Avec le découverte d’anthropophages et le sauvetage de “Vendredi”, Defoe nourrit les descriptions exagérés d’anthropophagie en Amérique du Sud. Cela entretien le suspens, mais cela nuit au réalisme du récit.

Robinson et “Vendredi”, lithographie colorée de 1874 dans un livre anglais de l’éditeur Currier & Ives.

Après la description répétitive des  taches et l’accroissement des intervalles, l’héros a passé plus de 20 ans seul dans l’île. Vers la fin du premier tome les éventements décrits s’accélèrent cependant. Robinson voit un prisonnier débarqué sur l’île par des “sauvages”, il sauve ainsi son premier compagnon, Vendredi. Ce sera pareil avec un espagnol plus tard. Il apprend ainsi que plusieurs espagnols vivent un peu plus loin parmi les autochtones après un naufrage.

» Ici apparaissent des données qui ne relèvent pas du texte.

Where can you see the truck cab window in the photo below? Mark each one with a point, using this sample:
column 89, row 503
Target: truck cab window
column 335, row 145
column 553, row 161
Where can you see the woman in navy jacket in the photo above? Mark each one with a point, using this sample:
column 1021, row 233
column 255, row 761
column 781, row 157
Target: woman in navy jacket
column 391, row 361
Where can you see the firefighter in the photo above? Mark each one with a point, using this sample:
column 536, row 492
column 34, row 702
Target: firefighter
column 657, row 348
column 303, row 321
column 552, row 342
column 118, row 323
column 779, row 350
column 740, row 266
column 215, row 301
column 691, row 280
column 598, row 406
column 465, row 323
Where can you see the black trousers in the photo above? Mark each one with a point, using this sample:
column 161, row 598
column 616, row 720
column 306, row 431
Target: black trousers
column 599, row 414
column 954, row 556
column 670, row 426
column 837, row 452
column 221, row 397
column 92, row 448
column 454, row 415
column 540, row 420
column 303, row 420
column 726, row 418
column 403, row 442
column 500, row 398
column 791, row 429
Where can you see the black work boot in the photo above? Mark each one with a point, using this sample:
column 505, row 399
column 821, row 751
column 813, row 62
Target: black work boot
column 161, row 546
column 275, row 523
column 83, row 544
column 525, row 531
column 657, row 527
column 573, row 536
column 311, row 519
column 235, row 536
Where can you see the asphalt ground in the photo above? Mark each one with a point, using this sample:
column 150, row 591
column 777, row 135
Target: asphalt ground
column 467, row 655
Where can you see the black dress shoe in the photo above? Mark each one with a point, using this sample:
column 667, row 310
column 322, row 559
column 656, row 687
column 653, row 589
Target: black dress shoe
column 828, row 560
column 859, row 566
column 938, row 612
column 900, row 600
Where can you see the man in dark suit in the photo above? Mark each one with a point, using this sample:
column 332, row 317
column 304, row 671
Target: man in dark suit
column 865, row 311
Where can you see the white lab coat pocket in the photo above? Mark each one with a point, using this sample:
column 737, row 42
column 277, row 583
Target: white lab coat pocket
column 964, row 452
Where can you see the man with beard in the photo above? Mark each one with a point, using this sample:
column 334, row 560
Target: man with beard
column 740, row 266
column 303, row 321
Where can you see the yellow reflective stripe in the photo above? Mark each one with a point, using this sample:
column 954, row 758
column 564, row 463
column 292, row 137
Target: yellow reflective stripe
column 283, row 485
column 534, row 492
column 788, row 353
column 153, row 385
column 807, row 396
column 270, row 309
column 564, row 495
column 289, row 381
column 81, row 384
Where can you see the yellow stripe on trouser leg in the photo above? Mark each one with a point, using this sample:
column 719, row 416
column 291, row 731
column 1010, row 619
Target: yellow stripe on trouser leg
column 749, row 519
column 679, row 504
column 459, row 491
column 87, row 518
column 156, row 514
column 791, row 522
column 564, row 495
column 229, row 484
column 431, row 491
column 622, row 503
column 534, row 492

Il organise leur venue dans son île, mais en même temps débarque un navire britannique mutiné avec lequel il rentre en Grande Bretagne où il décrit en détail son retour. Aucun commentaire sur les espagnols qui devaient venir, pas d’autres perspectives puis sut la fin. On reste un peu sur sa faim.

Le tome deux reprend ce fil, l’héros passe une dizaine d’années en Grande Bretagne, fonde une famille et établit une ferme. On se demande à quoi se tome va mener. Il repart finalement vers son île sur un coup de tête et il part gérer sa colonie. Ce deuxième tome est beaucoup moins soigné, moins bien structuré et l’auteur de perd dans des détails (comme des chapitres entiers en pure propagande religieuse). Cela rappelle un peu les films “best seller”, qui, avec le succès rajoutent une suite qui atteint rarement le niveau de l’œuvre initiale.

Il est donc un peu triste que la première partie n’aie pas de fin convenable, on pourrait alors se passer plus aisément du deuxième volume.

Carte imaginaire de l’île de Robinson tirée d’un livre de 1720.